Georgia's Capitol in Atlanta

Georgia’s State Capitol in Atlanta

It's been a busy year for the part-time Georgia General Assembly, with both the regular 40-day session and the special redistricting session that just ended.

And in less than two months they'll be starting up again.

Lawmakers go back on Jan. 10 for the second, and final, year of the term. Some are already prefiling new bills, but bills that weren't passed this year are still alive for consideration.

Floyd County's legislative delegates have a handful in various stages of the process.

Sen. Chuck Hufstetler, R-Rome, introduced Senate Bill 317 on the 39th day of the regular session -- a practice he's used in the past to give the affected parties time to review the proposal.

Sen. Chuck Hufstetler, R-Rome

Chuck Hufstetler

Rep. Katie Dempsey, R-Rome

Rep. Katie Dempsey

Rep. Eddie Lumsden, R-Armuchee  WCM

Rep. Eddie Lumsden

Rep. Mitchell Scoggins, R-Cartersville

Rep. Mitchell Scoggins

SB 17 would let advanced practice registered nurses and physician assistants working in clinics dispense prepackaged prescription medications, with the authorization of the physician who oversees them. It would not apply to controlled substances such as opioid pain relievers.

The measure is aimed at boosting healthcare services in more rural areas where doctors are scarce.

Hufstetler chaired a special study committee in 2020 that looked at expanding the role of mid-level providers  -- APNs and PAs. Some of its recommendations passed that year but he's said there's more that can be done. 

He's also the sponsor of SB 262, which would ban the sale and use of coal tar sealants on asphalt surfaces such as driveways and parking lots.

The products contain PAHs, polycyclic aromatic hydrocarbons, that are linked to environmental and health hazards. They've been banned in several states, including Minnesota, Wisconsin, New York and Washington.

The bill is awaiting action in the Senate  Committee on Natural Resources and the Environment.

Hufstetler also has bills pending to update the 1980s-era laws related to HIV and to have the Georgia Technology Authority develop a standard website design for all state agencies, with an eye to security and accessibility to people with disabilities.

Another measure he sponsored, SB 31, would establish a pilot program to test an indigent care credit exchange.

The idea is to allow healthcare facilities that provide more free care to sell the excess to those that don’t do enough to meet the requirements set by law.

It’s been assigned to the Senate Finance Committee that he chairs. 

Rep. Katie Dempsey, R-Rome, also has a few bills that are partway through the process.

Her House Bill 713, submitted a few weeks before the regular session ended, has already had one committee hearing.

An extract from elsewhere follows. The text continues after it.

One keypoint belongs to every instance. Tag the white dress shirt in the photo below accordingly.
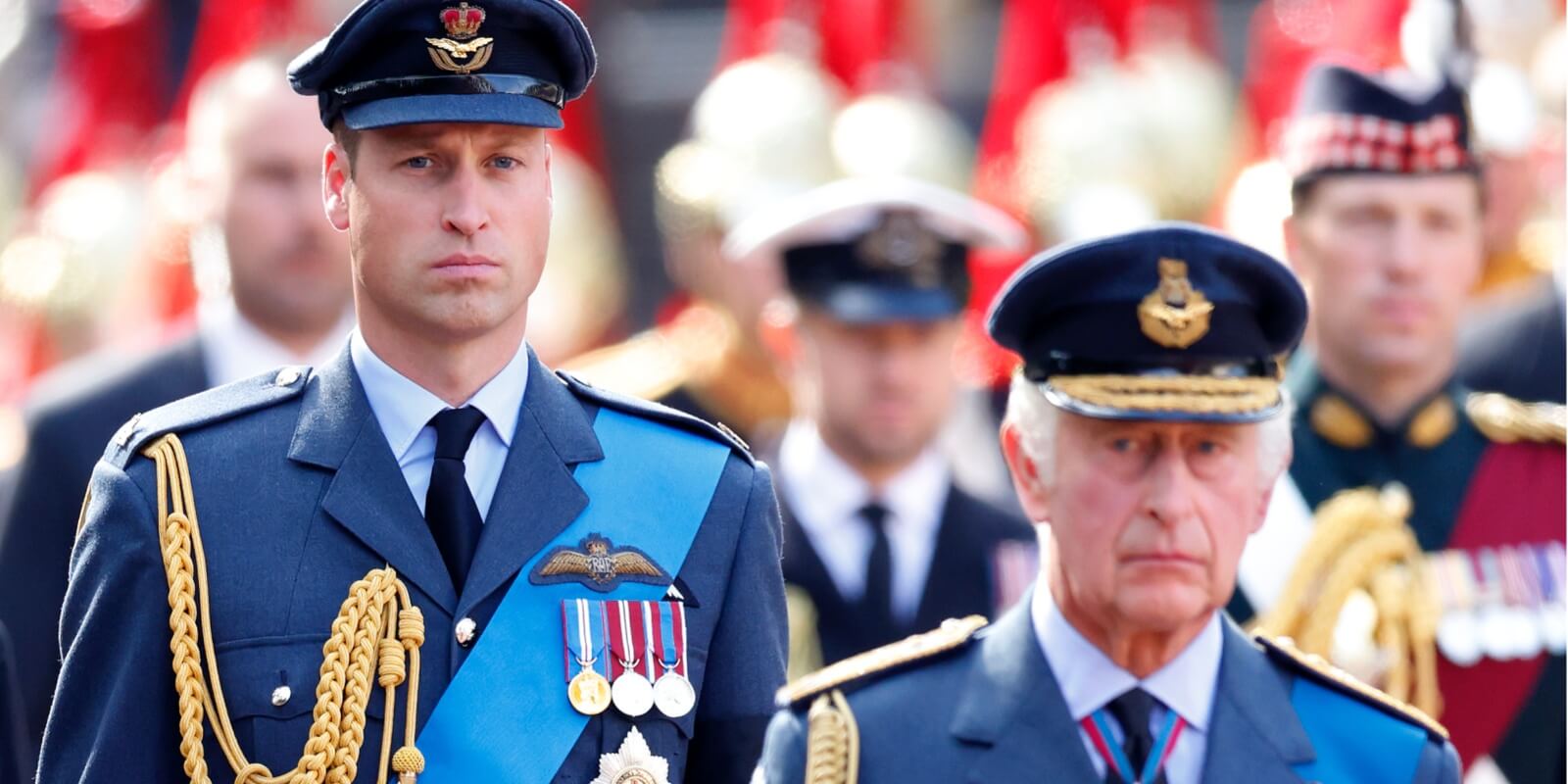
(234, 349)
(1089, 681)
(825, 494)
(404, 410)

The Reducing Street Homelessness Act would let cities and counties set up "structured camping facilities" -- with water, electricity and bathrooms -- that homeless people could use for up to six months.

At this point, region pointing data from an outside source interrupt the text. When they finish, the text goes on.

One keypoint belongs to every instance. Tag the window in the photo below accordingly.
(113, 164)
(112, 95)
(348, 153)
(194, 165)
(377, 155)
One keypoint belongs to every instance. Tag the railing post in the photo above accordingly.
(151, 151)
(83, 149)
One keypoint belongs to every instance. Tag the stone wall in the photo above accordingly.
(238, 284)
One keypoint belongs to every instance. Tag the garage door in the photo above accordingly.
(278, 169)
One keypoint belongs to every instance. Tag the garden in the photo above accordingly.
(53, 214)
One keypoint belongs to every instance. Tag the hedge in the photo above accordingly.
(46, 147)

It would also require cities with large homeless populations to fund outreach teams to connect people living on the street with social services.

Dempsey worked with some advocates and the bill has bipartisan support. However, other advocates are concerned it will take money away from shelters and programs aimed at getting people into permanent housing.

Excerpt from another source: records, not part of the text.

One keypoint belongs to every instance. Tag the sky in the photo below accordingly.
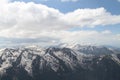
(51, 22)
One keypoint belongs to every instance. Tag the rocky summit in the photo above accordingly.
(60, 63)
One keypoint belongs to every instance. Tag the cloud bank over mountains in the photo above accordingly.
(31, 20)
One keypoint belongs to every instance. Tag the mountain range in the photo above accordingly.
(63, 62)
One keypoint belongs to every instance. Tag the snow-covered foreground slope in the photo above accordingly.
(35, 63)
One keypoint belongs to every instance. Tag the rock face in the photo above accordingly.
(59, 63)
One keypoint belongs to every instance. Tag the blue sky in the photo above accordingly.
(60, 21)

She also has HB 291, which would expand eligibility for tuition equalization grants to some private nursing schools, and HB 412, which would set up a licensing board for applied behavior analysis professionals.

Rep. Eddie Lumsden, R-Armuchee, has one measure, HB 136, awaiting a recommendation from the House Special Committee on Election Integrity.

The bill would establish a way to appoint an acting election superintendent in the event of a vacancy in counties where the probate court judge runs the elections.

Chattooga County ran into that problem when COVID-19 took the life of longtime Probate Judge Jon Payne on Aug. 18, 2020.

The bill is cosponsored by Rep. Mitchell Scoggins, R-Cartersville.

Scoggins later sponsored HB 726, which would set up a county elections board if a probate judge doesn't want to oversee elections. It's also awaiting action by the special committee.